There are essentially three types of fitness: strength training, agility and flexibility. Aerobic fitness condition the heart and lungs. Muscle conditioning also includes muscular balance. Strength training builds and maintains skeletal muscles as well as providing overall fitness. Strength training exercises increase bone strength and mass, improve motor coordination, and provide resistance for weight training. Flexibility exercises to improve range-of-motion and range-of-tension and include strength training benefits.
Flexibility is the result of muscle fitness and physical exercise. It is an important component of an athlete’s ability to move quickly, react quickly, and absorb shock. The majority of our joints possess flexibility, however as we age or during certain types of injuries our tendons and muscles lose their elasticity. This lessens the ability of our joints to bend and move correctly. When we do become fit our muscles become stronger and our tendons and muscles become less flexible.
A major benefit of a fitness program is that it can increase our self-esteem. This is due in part to the connection between physical fitness and mental well-being. Our physical fitness improves and strengthens our muscles, ligaments, tendons, and other connective tissue, resulting in more mobility and better posture. Our minds therefore learn to adapt to the new demands placed on us when we begin a fitness routine, and our self-esteem grows accordingly.
Building greater muscular endurance, also called functional capacity is another result of regular fitness activities. Muscular endurance, in layman’s terms, is the ability of our muscles to endure a particular amount of “push-ups,” “weight lifting”, or “chopper” style exercises. As our muscles become more efficient at handling the exercises, our bodies automatically increase the amount of time (in minutes) they take to complete the task. This increased muscular endurance enables us to do more repetitions and sets of a given exercise, thus stimulating an increase in strength training.
Increases in muscle mass are another important result of regular fitness activity.
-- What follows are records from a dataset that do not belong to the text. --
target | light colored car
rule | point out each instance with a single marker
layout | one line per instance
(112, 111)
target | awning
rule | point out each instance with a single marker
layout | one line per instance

Our bodies begin to change from our childhood years through our teenage years to the early years of our twenties. Our muscle mass increases due to hormonal changes associated with puberty, increased caloric intake, increased protein synthesis, and increased muscle strength. As we progress into our thirties and forties our body has stopped growing as rapidly as it did during our youth, but we retain our same level of muscle mass. If we are sedentary during this period we will likely see little to no change in our muscle mass.
Finally, another major benefit of a fitness program is that it helps increase our bone density. We all know that osteoporosis can cause major disfigurement and pain. Exercise increases our bone density and prevents further deterioration as we age. Strength training exercises improve our overall sense of well being. The end result of a strength-training exercise program adds years to your life.